In fact, in addition to the aforementioned pure SRAM solution, in order to address the "storage wall" problem faced by the current von Neumann architecture, the industry is exploring a variety of new architectures, including in-memory computing and near-memory computing. These explorations cover traditional SRAM, DRAM, and emerging non-volatile storage technologies such as RRAM, STTRAM, etc., and there is extensive research being conducted. In the scenario of processing large models, there are also related innovative attempts, such as the DRAM near-memory computing architecture that Samsung, Hynix, and other companies are actively developing, which can provide a good trade-off between bandwidth and capacity, and also provides good opportunities for memory-intensive KV cache and small-batch Decode processing parts. (For those interested in this part, you can refer to the article "Unleashing the Potential of PIM: Accelerating Large Batched Inference of Transformer-Based Generative Models" on the processing of KV cache, which is a research direction that Professor Sun's team pays more attention to.)

In addition, from a broader perspective, no matter which storage medium is used, no matter whether it is in-memory or near-memory architecture, its essence and starting point are similar to Groq, which is to tap the internal high bandwidth of the storage architecture to alleviate the memory access bottleneck. If the demand for large capacity is considered at the same time, it is necessary to divide the storage, and then equip with a certain computing unit near (near-memory) or within (in-memory) the storage array. When the number of such divisions reaches a certain amount, it will even break through the boundaries of a single chip, and it is necessary to consider the interconnection issues between chips. For this type of architecture where computing and storage move from centralized to distributed, Professor Sun's team also habitually refers to it as a spatial computing (Spatial Computing) architecture. In short, the position of each computing or storage unit affects the task it undertakes. On the one hand, at the chip level, this distributed computing architecture is different from the abstraction provided by GPUs; on the other hand, when the scale expands to the level of multiple chips/cards, the problems faced are similar.In summary, large models indeed pose a significant challenge to traditional chip architectures, compelling chip practitioners to exercise their initiative and seek breakthroughs through "alternative approaches." It is noteworthy that a number of innovative chip enterprises in China have successively launched products with computing-in-memory or near-memory computing, such as Zhi Cun Technology, Hou Mo Intelligence, Ling Xi Technology, and so on.

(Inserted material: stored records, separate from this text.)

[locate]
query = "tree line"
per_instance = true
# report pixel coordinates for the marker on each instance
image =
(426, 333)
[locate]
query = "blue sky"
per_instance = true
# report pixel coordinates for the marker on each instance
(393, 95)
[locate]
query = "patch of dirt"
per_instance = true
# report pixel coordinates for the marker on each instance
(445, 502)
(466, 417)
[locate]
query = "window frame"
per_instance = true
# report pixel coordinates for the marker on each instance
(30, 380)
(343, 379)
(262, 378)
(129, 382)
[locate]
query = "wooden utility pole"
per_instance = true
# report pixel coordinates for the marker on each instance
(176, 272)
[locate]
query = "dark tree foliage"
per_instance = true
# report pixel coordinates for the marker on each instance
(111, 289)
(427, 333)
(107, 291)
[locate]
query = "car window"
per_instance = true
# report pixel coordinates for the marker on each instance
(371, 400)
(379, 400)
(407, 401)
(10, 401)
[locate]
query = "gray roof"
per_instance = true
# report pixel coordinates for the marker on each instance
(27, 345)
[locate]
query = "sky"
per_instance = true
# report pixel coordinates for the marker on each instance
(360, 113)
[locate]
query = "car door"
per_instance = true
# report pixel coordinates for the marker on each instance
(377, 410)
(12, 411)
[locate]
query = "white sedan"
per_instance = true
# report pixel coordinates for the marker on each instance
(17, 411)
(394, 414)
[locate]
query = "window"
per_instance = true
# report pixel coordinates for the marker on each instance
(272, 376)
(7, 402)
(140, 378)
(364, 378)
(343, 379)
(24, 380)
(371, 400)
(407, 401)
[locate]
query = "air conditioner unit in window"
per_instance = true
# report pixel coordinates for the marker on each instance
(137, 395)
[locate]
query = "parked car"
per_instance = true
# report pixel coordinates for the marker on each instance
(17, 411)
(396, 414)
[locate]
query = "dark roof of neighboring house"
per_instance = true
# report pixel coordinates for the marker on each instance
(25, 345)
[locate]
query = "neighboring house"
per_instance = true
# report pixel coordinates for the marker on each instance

Considering that the development cycle of a chip typically spans several years, Professor Sun believes that when trying new technologies, it is necessary to make a reasonable prediction of the development trends of future applications (such as LLM technology). By analyzing the development trends of applications and designing both hardware and software with a certain degree of flexibility and generality, the long-term applicability of the technology can be better ensured.